All she cared about was her next fix. And then she discovered she was
pregnant. It was that realization that brought her last fall to the clinic
at CAP-the Center for Addiction and Pregnancy-at the Johns Hopkins Bayview
Medical Center.
Klein related her story as she sat cross-legged on a bed in a hospital
room wearing a black, rhinestone-studded designer T-shirt and sweat pants.
Her hollowed eyes and cheeks gave her a fragile look. She said she had
tried to get over her addiction by taking methadone, the standard drug
treatment for heroin. Now she had enrolled in a study at CAP comparing
methadone and buprenorphine, a promising new heroin substitute. Buprenorphine
had been reported to have a milder withdrawal than methadone, doctors
told her. It might be easier to quit. More important, it could have less
impact on her infant after birth. "I never realized how serious my
addiction was," Klein admitted nervously, as she sat awaiting her
first dose of buprenorphine. "I just want to feel normal."
Heroin is what's known as an opiate: It derives its euphoria-inducing
properties from the opium in the poppy plant. When ingested or injected,
opiates rush through the bloodstream to the brain where they bind to the
mu receptors that control sensations of pleasure and the relief of pain.
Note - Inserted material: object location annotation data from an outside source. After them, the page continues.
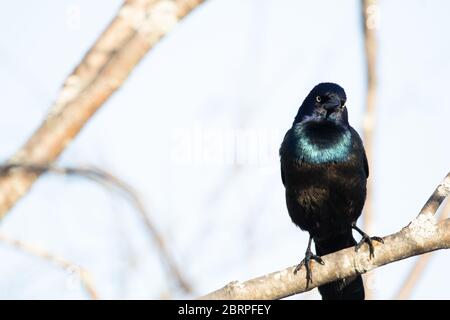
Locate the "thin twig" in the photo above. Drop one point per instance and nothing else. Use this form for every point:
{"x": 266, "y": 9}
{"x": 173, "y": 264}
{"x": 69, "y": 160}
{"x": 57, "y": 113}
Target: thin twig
{"x": 85, "y": 277}
{"x": 422, "y": 235}
{"x": 137, "y": 27}
{"x": 370, "y": 21}
{"x": 107, "y": 179}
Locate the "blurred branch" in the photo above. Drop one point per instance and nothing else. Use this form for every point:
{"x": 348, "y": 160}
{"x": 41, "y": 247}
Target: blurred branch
{"x": 422, "y": 235}
{"x": 137, "y": 27}
{"x": 85, "y": 277}
{"x": 370, "y": 20}
{"x": 419, "y": 267}
{"x": 107, "y": 179}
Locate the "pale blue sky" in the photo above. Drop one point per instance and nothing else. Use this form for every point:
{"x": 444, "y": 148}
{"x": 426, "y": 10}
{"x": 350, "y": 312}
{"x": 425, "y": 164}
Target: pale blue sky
{"x": 230, "y": 78}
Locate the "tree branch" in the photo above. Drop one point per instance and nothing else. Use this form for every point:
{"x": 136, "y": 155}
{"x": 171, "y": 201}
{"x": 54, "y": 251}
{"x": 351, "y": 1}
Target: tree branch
{"x": 85, "y": 277}
{"x": 137, "y": 27}
{"x": 421, "y": 235}
{"x": 109, "y": 180}
{"x": 417, "y": 270}
{"x": 370, "y": 24}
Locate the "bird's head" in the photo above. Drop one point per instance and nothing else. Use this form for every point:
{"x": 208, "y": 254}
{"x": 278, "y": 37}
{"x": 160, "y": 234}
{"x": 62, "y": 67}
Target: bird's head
{"x": 325, "y": 102}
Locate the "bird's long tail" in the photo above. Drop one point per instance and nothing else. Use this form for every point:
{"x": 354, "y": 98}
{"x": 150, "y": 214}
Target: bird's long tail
{"x": 344, "y": 289}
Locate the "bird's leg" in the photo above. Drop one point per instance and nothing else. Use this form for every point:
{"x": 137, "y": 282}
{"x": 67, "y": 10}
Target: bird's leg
{"x": 306, "y": 261}
{"x": 366, "y": 239}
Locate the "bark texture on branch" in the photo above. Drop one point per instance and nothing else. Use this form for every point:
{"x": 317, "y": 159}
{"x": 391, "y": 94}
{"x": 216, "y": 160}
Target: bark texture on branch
{"x": 137, "y": 27}
{"x": 370, "y": 17}
{"x": 422, "y": 235}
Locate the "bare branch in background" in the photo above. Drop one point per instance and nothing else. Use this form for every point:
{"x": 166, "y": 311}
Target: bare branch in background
{"x": 85, "y": 277}
{"x": 370, "y": 21}
{"x": 137, "y": 27}
{"x": 422, "y": 235}
{"x": 107, "y": 179}
{"x": 417, "y": 270}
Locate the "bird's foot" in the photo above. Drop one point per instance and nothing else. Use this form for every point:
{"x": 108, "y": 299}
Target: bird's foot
{"x": 368, "y": 240}
{"x": 306, "y": 262}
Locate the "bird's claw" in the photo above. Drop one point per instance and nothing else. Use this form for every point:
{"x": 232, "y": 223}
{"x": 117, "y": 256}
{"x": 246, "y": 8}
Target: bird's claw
{"x": 368, "y": 240}
{"x": 306, "y": 262}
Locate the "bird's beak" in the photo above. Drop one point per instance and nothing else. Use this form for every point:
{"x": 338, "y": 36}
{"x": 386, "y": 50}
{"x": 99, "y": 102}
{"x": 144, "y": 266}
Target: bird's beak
{"x": 332, "y": 104}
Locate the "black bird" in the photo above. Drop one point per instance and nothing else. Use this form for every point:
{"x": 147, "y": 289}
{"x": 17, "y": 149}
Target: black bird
{"x": 324, "y": 170}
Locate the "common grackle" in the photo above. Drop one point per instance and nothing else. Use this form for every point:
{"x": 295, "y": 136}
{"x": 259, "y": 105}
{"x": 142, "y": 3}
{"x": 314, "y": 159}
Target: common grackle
{"x": 324, "y": 170}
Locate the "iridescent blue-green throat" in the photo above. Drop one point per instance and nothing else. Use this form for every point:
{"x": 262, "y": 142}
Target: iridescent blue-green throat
{"x": 319, "y": 144}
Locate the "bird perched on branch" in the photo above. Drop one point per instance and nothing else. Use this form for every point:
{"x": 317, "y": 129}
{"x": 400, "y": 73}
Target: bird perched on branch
{"x": 324, "y": 170}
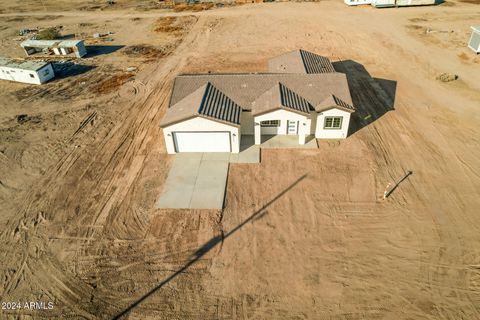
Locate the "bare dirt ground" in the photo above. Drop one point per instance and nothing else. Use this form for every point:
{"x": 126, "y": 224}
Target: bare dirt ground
{"x": 305, "y": 234}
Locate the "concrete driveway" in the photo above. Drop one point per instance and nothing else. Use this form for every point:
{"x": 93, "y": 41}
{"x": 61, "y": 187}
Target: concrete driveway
{"x": 196, "y": 181}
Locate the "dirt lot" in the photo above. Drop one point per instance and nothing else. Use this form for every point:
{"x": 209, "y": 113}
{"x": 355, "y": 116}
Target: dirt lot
{"x": 305, "y": 234}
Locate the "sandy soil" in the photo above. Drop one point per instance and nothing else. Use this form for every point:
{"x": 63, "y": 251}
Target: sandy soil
{"x": 305, "y": 234}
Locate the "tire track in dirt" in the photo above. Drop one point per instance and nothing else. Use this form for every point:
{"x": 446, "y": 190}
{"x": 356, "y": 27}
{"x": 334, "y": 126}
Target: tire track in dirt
{"x": 127, "y": 143}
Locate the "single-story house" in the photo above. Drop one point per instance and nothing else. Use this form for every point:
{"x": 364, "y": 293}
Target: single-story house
{"x": 74, "y": 48}
{"x": 474, "y": 42}
{"x": 33, "y": 72}
{"x": 301, "y": 95}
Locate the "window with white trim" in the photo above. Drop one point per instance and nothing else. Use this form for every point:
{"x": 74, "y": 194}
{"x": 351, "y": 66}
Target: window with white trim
{"x": 333, "y": 123}
{"x": 270, "y": 123}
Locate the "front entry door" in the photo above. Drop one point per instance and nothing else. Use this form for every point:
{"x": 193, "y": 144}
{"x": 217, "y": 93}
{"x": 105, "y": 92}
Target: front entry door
{"x": 292, "y": 127}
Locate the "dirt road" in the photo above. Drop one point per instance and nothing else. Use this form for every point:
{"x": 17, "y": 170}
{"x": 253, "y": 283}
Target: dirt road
{"x": 305, "y": 234}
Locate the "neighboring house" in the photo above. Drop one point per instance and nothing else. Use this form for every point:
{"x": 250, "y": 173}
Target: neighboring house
{"x": 474, "y": 42}
{"x": 33, "y": 72}
{"x": 74, "y": 48}
{"x": 302, "y": 95}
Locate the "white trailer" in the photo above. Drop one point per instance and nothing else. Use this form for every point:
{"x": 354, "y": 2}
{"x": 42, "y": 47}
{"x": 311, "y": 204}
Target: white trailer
{"x": 32, "y": 72}
{"x": 474, "y": 42}
{"x": 74, "y": 48}
{"x": 357, "y": 2}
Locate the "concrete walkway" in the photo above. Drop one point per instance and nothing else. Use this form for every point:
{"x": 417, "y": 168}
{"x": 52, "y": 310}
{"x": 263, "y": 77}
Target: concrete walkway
{"x": 196, "y": 181}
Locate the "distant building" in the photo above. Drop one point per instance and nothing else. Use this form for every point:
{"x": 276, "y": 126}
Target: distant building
{"x": 33, "y": 72}
{"x": 390, "y": 3}
{"x": 474, "y": 42}
{"x": 74, "y": 48}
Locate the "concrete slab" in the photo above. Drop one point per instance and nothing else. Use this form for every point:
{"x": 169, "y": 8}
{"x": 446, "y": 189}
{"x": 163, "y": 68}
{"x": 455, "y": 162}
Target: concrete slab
{"x": 287, "y": 142}
{"x": 216, "y": 156}
{"x": 195, "y": 181}
{"x": 209, "y": 191}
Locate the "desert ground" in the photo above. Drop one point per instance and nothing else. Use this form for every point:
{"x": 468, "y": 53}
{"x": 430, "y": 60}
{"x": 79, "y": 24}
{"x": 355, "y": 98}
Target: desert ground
{"x": 305, "y": 234}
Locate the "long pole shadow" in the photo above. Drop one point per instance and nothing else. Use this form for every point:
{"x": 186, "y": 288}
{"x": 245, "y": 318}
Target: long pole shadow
{"x": 209, "y": 245}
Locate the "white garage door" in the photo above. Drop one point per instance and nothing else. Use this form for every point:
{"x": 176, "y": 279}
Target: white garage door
{"x": 202, "y": 141}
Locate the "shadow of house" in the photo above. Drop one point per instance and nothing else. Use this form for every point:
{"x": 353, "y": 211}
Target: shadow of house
{"x": 209, "y": 245}
{"x": 93, "y": 51}
{"x": 372, "y": 97}
{"x": 68, "y": 69}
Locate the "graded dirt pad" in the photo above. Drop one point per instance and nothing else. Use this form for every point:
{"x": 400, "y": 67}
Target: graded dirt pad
{"x": 305, "y": 234}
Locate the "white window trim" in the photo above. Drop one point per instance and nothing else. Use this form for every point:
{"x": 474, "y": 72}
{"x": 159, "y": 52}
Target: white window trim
{"x": 270, "y": 123}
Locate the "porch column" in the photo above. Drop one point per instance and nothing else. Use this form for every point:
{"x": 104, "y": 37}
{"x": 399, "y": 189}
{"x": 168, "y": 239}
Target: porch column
{"x": 302, "y": 131}
{"x": 258, "y": 133}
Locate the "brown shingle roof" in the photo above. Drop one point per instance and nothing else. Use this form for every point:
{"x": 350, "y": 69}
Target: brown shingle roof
{"x": 300, "y": 61}
{"x": 279, "y": 96}
{"x": 244, "y": 89}
{"x": 333, "y": 101}
{"x": 206, "y": 101}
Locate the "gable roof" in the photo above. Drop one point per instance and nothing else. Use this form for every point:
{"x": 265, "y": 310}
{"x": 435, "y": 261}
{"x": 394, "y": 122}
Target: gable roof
{"x": 206, "y": 101}
{"x": 300, "y": 61}
{"x": 332, "y": 101}
{"x": 280, "y": 97}
{"x": 244, "y": 89}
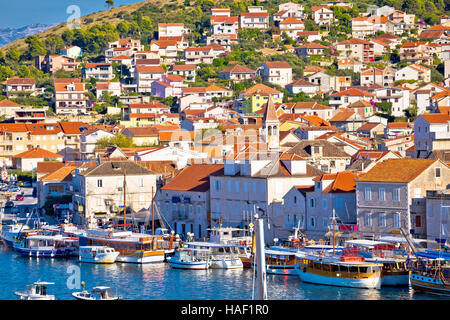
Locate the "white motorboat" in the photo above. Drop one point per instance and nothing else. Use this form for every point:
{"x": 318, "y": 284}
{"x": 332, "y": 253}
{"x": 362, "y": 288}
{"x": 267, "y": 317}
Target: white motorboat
{"x": 98, "y": 254}
{"x": 97, "y": 293}
{"x": 36, "y": 291}
{"x": 190, "y": 258}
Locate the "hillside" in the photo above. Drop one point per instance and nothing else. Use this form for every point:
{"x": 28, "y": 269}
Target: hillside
{"x": 107, "y": 16}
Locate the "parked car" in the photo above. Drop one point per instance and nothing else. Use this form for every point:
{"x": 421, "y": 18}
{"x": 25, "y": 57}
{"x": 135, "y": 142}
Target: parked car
{"x": 14, "y": 189}
{"x": 9, "y": 204}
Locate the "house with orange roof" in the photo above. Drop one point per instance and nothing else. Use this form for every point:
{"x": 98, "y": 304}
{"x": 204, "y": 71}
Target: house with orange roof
{"x": 332, "y": 194}
{"x": 396, "y": 129}
{"x": 69, "y": 96}
{"x": 432, "y": 132}
{"x": 255, "y": 17}
{"x": 185, "y": 200}
{"x": 392, "y": 195}
{"x": 362, "y": 27}
{"x": 15, "y": 87}
{"x": 414, "y": 72}
{"x": 356, "y": 49}
{"x": 398, "y": 144}
{"x": 28, "y": 160}
{"x": 276, "y": 72}
{"x": 322, "y": 15}
{"x": 237, "y": 73}
{"x": 187, "y": 71}
{"x": 345, "y": 97}
{"x": 55, "y": 184}
{"x": 145, "y": 75}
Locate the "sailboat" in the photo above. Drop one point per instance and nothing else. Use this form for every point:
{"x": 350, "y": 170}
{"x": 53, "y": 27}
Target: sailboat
{"x": 326, "y": 268}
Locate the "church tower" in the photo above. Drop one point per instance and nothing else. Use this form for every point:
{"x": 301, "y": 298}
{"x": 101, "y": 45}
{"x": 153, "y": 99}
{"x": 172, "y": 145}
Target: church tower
{"x": 271, "y": 126}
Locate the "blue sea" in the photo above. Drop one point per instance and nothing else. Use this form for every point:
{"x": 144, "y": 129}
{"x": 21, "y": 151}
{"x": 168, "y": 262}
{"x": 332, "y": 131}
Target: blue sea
{"x": 160, "y": 282}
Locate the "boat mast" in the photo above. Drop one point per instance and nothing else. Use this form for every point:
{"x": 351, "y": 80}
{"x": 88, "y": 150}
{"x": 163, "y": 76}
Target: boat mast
{"x": 260, "y": 259}
{"x": 124, "y": 200}
{"x": 153, "y": 217}
{"x": 334, "y": 232}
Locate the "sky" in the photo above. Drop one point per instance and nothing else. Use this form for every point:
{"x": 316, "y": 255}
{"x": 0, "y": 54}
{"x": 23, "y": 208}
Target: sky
{"x": 19, "y": 13}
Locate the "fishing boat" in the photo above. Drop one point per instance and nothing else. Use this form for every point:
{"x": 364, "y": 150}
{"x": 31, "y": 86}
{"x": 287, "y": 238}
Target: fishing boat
{"x": 97, "y": 254}
{"x": 223, "y": 256}
{"x": 44, "y": 246}
{"x": 431, "y": 272}
{"x": 133, "y": 247}
{"x": 97, "y": 293}
{"x": 338, "y": 271}
{"x": 10, "y": 233}
{"x": 190, "y": 258}
{"x": 36, "y": 291}
{"x": 394, "y": 271}
{"x": 235, "y": 237}
{"x": 280, "y": 262}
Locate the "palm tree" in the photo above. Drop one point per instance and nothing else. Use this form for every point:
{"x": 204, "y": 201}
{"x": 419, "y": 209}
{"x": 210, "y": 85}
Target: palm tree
{"x": 109, "y": 3}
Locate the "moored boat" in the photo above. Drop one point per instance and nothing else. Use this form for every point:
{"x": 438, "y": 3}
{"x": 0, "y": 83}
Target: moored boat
{"x": 338, "y": 271}
{"x": 36, "y": 291}
{"x": 190, "y": 258}
{"x": 222, "y": 256}
{"x": 431, "y": 272}
{"x": 97, "y": 254}
{"x": 133, "y": 247}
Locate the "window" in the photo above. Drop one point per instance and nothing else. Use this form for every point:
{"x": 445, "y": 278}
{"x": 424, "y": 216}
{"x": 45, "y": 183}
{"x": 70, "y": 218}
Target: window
{"x": 382, "y": 220}
{"x": 396, "y": 220}
{"x": 368, "y": 219}
{"x": 437, "y": 172}
{"x": 381, "y": 196}
{"x": 367, "y": 193}
{"x": 396, "y": 194}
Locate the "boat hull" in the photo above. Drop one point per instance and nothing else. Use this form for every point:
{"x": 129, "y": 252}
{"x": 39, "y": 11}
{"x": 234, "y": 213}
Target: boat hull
{"x": 188, "y": 265}
{"x": 232, "y": 263}
{"x": 429, "y": 284}
{"x": 100, "y": 258}
{"x": 364, "y": 283}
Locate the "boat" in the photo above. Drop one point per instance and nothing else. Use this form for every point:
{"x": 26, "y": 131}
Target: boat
{"x": 97, "y": 254}
{"x": 36, "y": 291}
{"x": 280, "y": 262}
{"x": 223, "y": 256}
{"x": 431, "y": 272}
{"x": 133, "y": 247}
{"x": 344, "y": 271}
{"x": 394, "y": 271}
{"x": 97, "y": 293}
{"x": 44, "y": 246}
{"x": 10, "y": 233}
{"x": 190, "y": 258}
{"x": 235, "y": 237}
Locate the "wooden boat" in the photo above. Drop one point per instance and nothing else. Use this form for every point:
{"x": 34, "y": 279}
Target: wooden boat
{"x": 133, "y": 247}
{"x": 191, "y": 259}
{"x": 394, "y": 271}
{"x": 44, "y": 246}
{"x": 223, "y": 256}
{"x": 280, "y": 262}
{"x": 97, "y": 254}
{"x": 431, "y": 272}
{"x": 97, "y": 293}
{"x": 36, "y": 291}
{"x": 338, "y": 271}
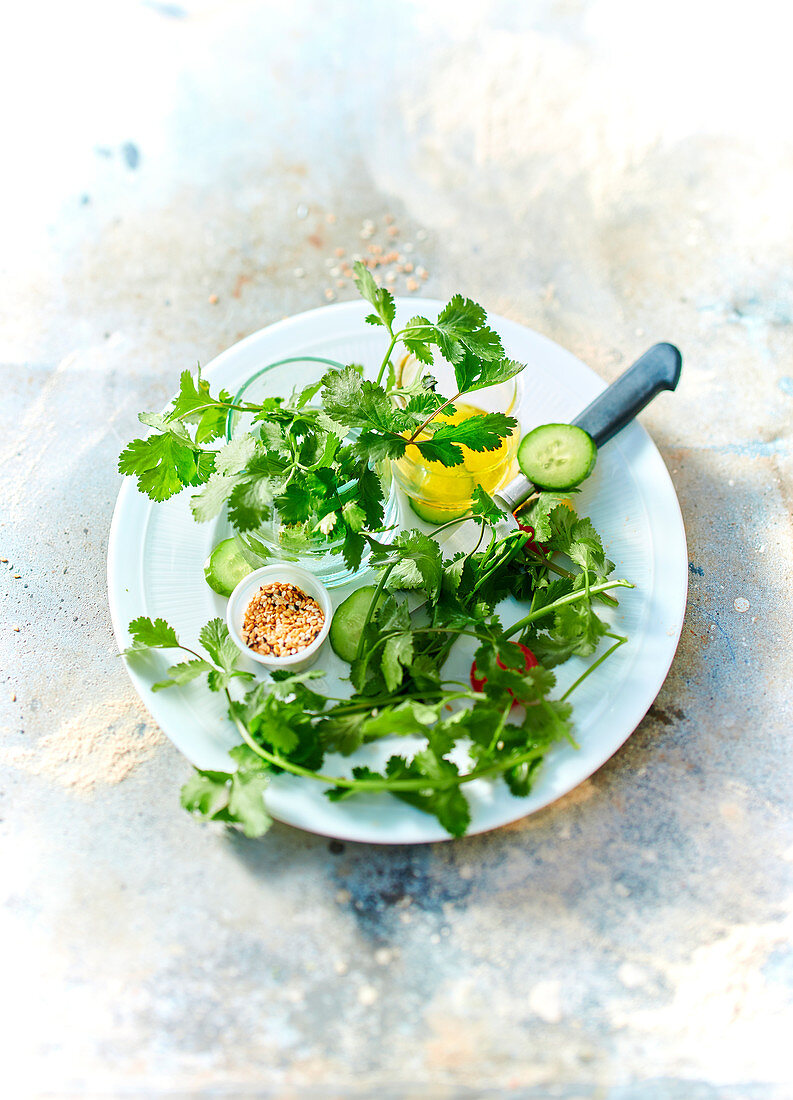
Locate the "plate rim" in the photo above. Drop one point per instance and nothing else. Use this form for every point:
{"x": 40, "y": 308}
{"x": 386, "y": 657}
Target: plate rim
{"x": 676, "y": 562}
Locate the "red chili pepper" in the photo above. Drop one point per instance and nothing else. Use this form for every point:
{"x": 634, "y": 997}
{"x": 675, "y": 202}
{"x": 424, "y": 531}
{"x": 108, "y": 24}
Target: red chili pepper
{"x": 478, "y": 682}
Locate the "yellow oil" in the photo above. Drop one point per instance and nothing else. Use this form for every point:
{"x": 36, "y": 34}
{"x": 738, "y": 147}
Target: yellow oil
{"x": 440, "y": 492}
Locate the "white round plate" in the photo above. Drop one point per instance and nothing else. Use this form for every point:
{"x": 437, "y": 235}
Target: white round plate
{"x": 155, "y": 568}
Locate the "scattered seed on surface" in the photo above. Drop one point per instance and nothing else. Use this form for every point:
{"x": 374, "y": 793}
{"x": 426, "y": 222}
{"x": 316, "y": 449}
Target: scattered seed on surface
{"x": 281, "y": 620}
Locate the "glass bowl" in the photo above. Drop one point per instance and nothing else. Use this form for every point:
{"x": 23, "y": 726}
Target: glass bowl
{"x": 439, "y": 493}
{"x": 274, "y": 539}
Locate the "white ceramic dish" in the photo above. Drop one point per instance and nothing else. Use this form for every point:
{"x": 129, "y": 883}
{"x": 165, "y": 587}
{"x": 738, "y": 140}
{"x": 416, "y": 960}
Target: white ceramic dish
{"x": 287, "y": 574}
{"x": 156, "y": 553}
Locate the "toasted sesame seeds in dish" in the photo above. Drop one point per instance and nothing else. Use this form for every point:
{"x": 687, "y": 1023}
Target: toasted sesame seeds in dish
{"x": 279, "y": 616}
{"x": 281, "y": 620}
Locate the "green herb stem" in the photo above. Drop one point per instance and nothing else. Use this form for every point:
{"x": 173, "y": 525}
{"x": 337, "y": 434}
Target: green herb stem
{"x": 620, "y": 641}
{"x": 380, "y": 784}
{"x": 387, "y": 355}
{"x": 570, "y": 598}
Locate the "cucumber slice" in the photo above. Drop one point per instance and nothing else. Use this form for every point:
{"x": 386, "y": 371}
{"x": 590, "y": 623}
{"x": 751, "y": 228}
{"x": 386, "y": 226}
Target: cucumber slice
{"x": 432, "y": 514}
{"x": 348, "y": 622}
{"x": 557, "y": 455}
{"x": 226, "y": 568}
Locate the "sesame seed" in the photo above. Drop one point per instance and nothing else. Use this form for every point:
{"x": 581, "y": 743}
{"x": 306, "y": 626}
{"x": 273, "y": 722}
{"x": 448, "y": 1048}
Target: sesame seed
{"x": 281, "y": 620}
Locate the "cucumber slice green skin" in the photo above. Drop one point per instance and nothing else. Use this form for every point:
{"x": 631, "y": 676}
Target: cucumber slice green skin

The rush-and-crash cycle heroin abusers experience is torturous. Right
after they inject the drug, they feel a quick, warm euphoria. That's often
followed by a period of "nodding" or drowsiness. Then, within
hours, the collapse into withdrawal hits-drug sickness, as it is known
on the street. The tremors, nausea and irrational frenzy that characterize
this state are relieved only by another dose.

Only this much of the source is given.